Total contact hours: 42
Private study hours: 108
Total study hours: 150
Method of assessment
80% examination, 20% coursework
Jordan, J. W., and Simth, P., Nonlinear Ordinary Differential Equations: an introduction for scientists and engineers, Oxford University Press, Fourth Edition, 2007
Elaydi, S., An introduction to difference equations, Springer, 1999
Murray, J. D., Mathematical Biology I: An Introduction, Springer, Third Edition, 2002
Glendinning, P. A., Stability, Instability and Chaos: An Introduction to the Qualitative Theory of Differential Equations, Cambridge University Press, 1994
Kaplan, D., and Glass, L., Understanding Nonlinear Dynamics, Springer, 1995
See the library reading list for this module (Canterbury)
The intended subject specific learning outcomes.

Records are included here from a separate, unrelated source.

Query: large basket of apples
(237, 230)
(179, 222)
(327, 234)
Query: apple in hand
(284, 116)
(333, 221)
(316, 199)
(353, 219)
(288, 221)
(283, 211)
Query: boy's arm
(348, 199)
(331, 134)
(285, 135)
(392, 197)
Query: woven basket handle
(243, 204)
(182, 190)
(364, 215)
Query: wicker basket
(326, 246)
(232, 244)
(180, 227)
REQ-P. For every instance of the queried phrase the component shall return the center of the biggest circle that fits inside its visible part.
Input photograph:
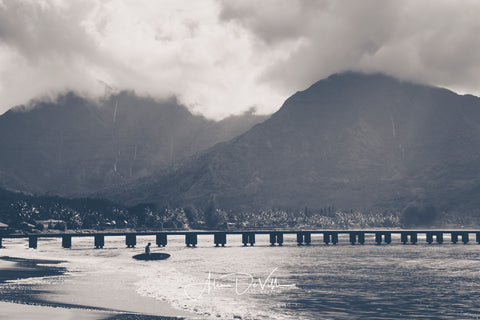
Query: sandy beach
(104, 295)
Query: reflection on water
(290, 282)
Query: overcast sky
(224, 57)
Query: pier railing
(303, 237)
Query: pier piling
(66, 241)
(303, 237)
(131, 240)
(32, 242)
(330, 237)
(191, 239)
(220, 238)
(161, 239)
(406, 235)
(464, 235)
(357, 236)
(438, 237)
(308, 238)
(99, 241)
(276, 237)
(248, 237)
(383, 236)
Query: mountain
(352, 140)
(75, 146)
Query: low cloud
(224, 57)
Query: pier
(276, 237)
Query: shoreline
(80, 301)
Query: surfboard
(152, 256)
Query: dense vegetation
(23, 212)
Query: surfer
(147, 249)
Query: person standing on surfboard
(147, 249)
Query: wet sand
(93, 296)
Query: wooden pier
(276, 237)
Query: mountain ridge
(75, 146)
(353, 140)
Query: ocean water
(290, 282)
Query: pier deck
(303, 237)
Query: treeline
(21, 211)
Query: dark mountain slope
(353, 140)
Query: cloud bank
(224, 57)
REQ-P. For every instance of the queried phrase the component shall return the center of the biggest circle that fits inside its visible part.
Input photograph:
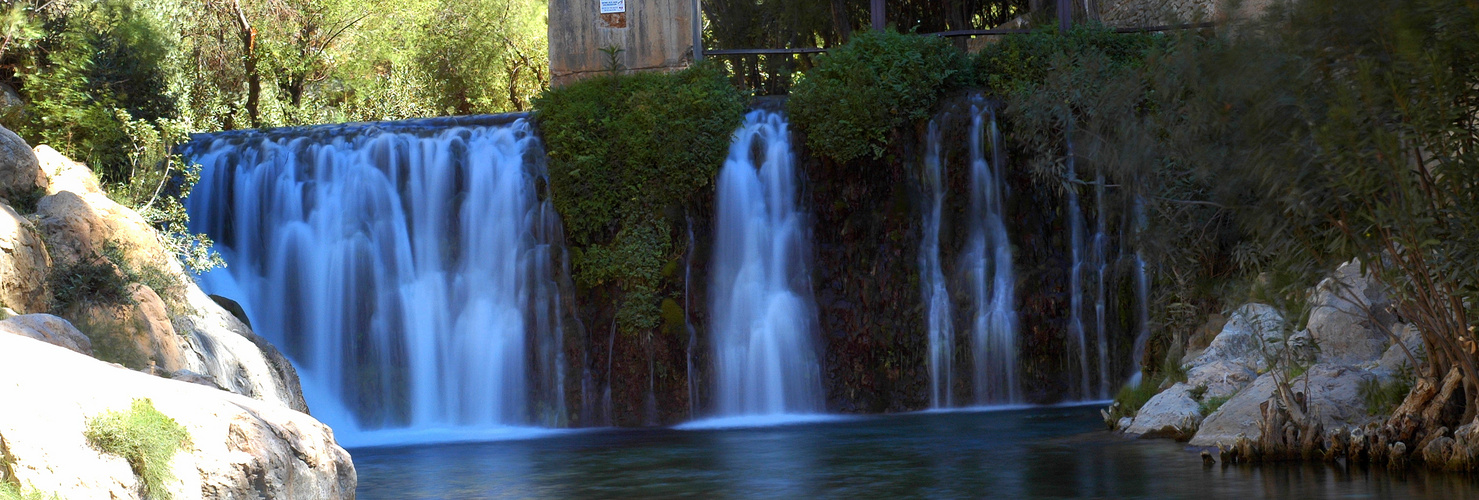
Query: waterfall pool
(1021, 453)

On successfully completing the level 6 module students will be able to:
1 demonstrate systematic understanding of key aspects of introductory nonlinear systems;
2 demonstrate the capability to deploy established approaches accurately to analyse and solve problems using a reasonable level of skill in calculation and manipulation of the material in the following areas: equilibra for both nonlinear differential and difference equations and their stability, phase portraits, the existence of limit cycles;
3 apply key aspects of nonlinear systems in well-defined contexts, showing judgement in the selection and application of tools and techniques;
4 show judgement in the selection and application of Maple.

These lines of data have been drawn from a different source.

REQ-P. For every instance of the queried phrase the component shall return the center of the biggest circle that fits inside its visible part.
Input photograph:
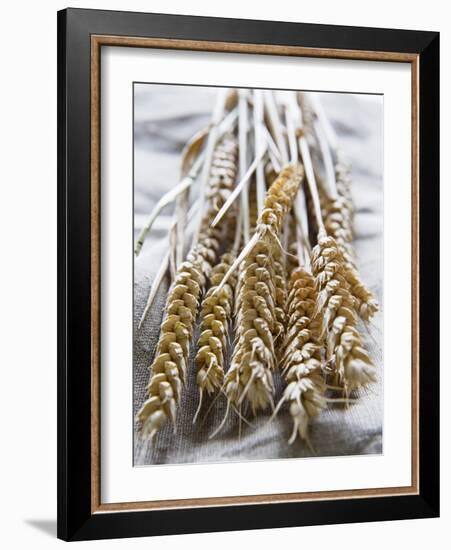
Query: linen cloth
(165, 118)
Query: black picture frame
(76, 518)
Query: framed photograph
(248, 274)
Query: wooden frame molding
(97, 41)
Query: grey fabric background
(165, 118)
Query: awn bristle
(301, 359)
(168, 370)
(259, 296)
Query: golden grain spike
(335, 306)
(216, 314)
(171, 358)
(301, 359)
(338, 219)
(259, 295)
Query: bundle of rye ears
(270, 274)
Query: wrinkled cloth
(165, 118)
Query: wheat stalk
(216, 313)
(168, 370)
(258, 297)
(338, 219)
(301, 359)
(336, 304)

The intended generic learning outcomes. On successfully completing the level 6 module students will be able to:
1 manage their own learning and make use of appropriate resources;
2 understand logical arguments, identifying the assumptions made and the conclusions drawn;
3 communicate straightforward arguments and conclusions reasonably accurately and clearly;
4 manage their time and use their organisational skills to plan and implement efficient and effective modes of working;
5 solve problems relating to qualitative and quantitative information;
6 make competent use of information technology skills such online resources (Moodle), internet communication;
7 communicate technical material competently;
8 demonstrate an increased level of skill in numeracy and computation;
9 demonstrate the acquisition of the study skills needed for continuing professional development.